Mon cher, je t’aime tellement… Tu es en danger et je suis loin. Oh, cette guerre effroyable. Cher époux, sois courageux et splendide et toujours au meilleur de toi-même, mais ne sois pas imprudent. J’ai besoin de toi et je t’aime profondément.

Tragiquement, le major Nicholas a été tué avant que la lettre ne puisse lui être remise.

La grande perte subie par Rix Nicholas en temps de guerre a vraiment façonné son art et ses peintures de 1917 ont exprimé la profondeur de son désespoir. Bien que motivées par sa propre expérience personnelle, ces peintures représentaient la souffrance de toutes les veuves de guerre. À l’époque, l’art avait tendance à se concentrer sur les héros de guerre et les sacrifices et il était inhabituel de trouver des expressions fortes de l’impact de la mort.

L’une des œuvres les plus célèbres de Rix Nicholas est « A mother in France », le portrait de sa voisine en France dont le fils avait été tué dans l’une des premières batailles de la Première Guerre mondiale. Le tableau est rapidement devenu un symbole de la souffrance de toutes les mères qui avaient perdu leurs fils à la guerre.

À partir de la fin de 1917, Rix Nicholas entama une série de portraits qui célèbrent les qualités et les engagements des mineurs australiens. Elle commença par peindre son défunt mari et ses frères, mais la série est devenue un grand projet une fois de retour en Australie. Elle avait reçu une réponse très positive à ces travaux, en particulier de la part des soldats de retour qui avaient apprécié sa reconnaissance de leur service et de leur sacrifice.

Rix Nicholas avait réalisé son rêve d’exporter les œuvres d’art australiennes en Europe. En 1925, elle devint la première femme artiste australienne à présenter une exposition solo à Paris. Après son retour en Australie, elle se remaria et commença à peindre dans un studio dans sa propriété rurale dans le sud de la Nouvelle-Galles du Sud. Rix Nicholas avait continué à peindre et à exposer jusqu’aux années 1950, quand sa vue a décliné. Elle est décédée à l’âge de 77 ans, en 1961.

En 2015, le Mémorial australien de la guerre a enrichi sa collection en achetant neuf portraits de Rix Nicholas.

'Un homme' peint par Hilda Rix Nicholas, 1921 (AWM ART19613)
'Pro Humanitate' par Hilda Rix Nicholas, 1917
«Tenez-vous à l'aise» par Hilda Rix Nicholas, 1920 (AWM ART96042)
Rix Nicholas a dessiné ce portrait de son nouveau mari, le major George Matson Nicholas, deux jours après leur mariage, le 9 octobre 1916 (AWM ART96807).

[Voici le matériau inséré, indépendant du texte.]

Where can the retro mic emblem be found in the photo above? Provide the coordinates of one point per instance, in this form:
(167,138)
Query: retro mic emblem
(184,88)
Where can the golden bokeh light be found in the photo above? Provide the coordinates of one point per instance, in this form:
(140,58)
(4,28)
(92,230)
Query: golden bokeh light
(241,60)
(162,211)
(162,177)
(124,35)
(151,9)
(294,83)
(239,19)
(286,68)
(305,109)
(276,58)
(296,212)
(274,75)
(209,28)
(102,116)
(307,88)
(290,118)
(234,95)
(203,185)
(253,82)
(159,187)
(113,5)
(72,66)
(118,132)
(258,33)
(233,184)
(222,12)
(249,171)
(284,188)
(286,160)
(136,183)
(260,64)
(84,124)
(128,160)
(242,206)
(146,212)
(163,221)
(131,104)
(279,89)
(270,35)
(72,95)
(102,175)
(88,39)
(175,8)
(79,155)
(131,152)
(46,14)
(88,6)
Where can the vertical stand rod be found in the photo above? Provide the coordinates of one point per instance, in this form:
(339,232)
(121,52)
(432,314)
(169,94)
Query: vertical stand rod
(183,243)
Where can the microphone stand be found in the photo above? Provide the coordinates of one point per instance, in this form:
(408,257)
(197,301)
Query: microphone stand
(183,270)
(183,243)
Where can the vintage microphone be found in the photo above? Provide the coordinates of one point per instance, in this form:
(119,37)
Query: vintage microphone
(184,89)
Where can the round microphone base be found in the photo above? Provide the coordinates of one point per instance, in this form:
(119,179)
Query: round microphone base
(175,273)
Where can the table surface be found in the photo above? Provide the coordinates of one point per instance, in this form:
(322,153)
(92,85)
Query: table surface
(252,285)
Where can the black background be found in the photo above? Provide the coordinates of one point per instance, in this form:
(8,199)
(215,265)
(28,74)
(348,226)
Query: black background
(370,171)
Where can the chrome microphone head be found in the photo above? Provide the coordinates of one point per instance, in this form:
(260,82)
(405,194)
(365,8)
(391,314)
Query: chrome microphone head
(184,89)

Au début de 1919, Evelyn Chapman, peintre née à Sydney, accompagna son père, membre de la Commission des sépultures de guerre de la Nouvelle-Zélande, en France, en visite à la Somme où de nombreux soldats australiens et néo-zélandais avaient perdu la vie. Choquée par la destruction dont elle a été témoin dans les villages et les villes, Chapman installa son chevalet et commença à peindre les bâtiments et les paysages en ruine, dévastés par des années de bombardements ininterrompus. Elle a été la première femme australienne à visiter les champs de bataille.

En dépit de la désolation, Chapman a su imprégner son travail d’un sentiment d’optimisme et d’une touche de couleur, montrant des plantes et des fleurs qui poussent parmi les ruines.

'Intérieur d'une église en ruine, France' peint par Evelyn Chapman, 1919 (AWM ART19586).
'Église en ruine avec des coquelicots, Villers-Bretonneux' par Evelyn Chapman, 1919

En 1920 et 1921, elle exposa au Salon des Beaux-Arts, à Paris, et arrêta de peindre après son mariage avec le Dr George Thalben-Ball en 1925 ; cependant, elle a continué à soutenir l’éducation artistique et la pratique ; et a transmis son amour pour l’art à sa fille.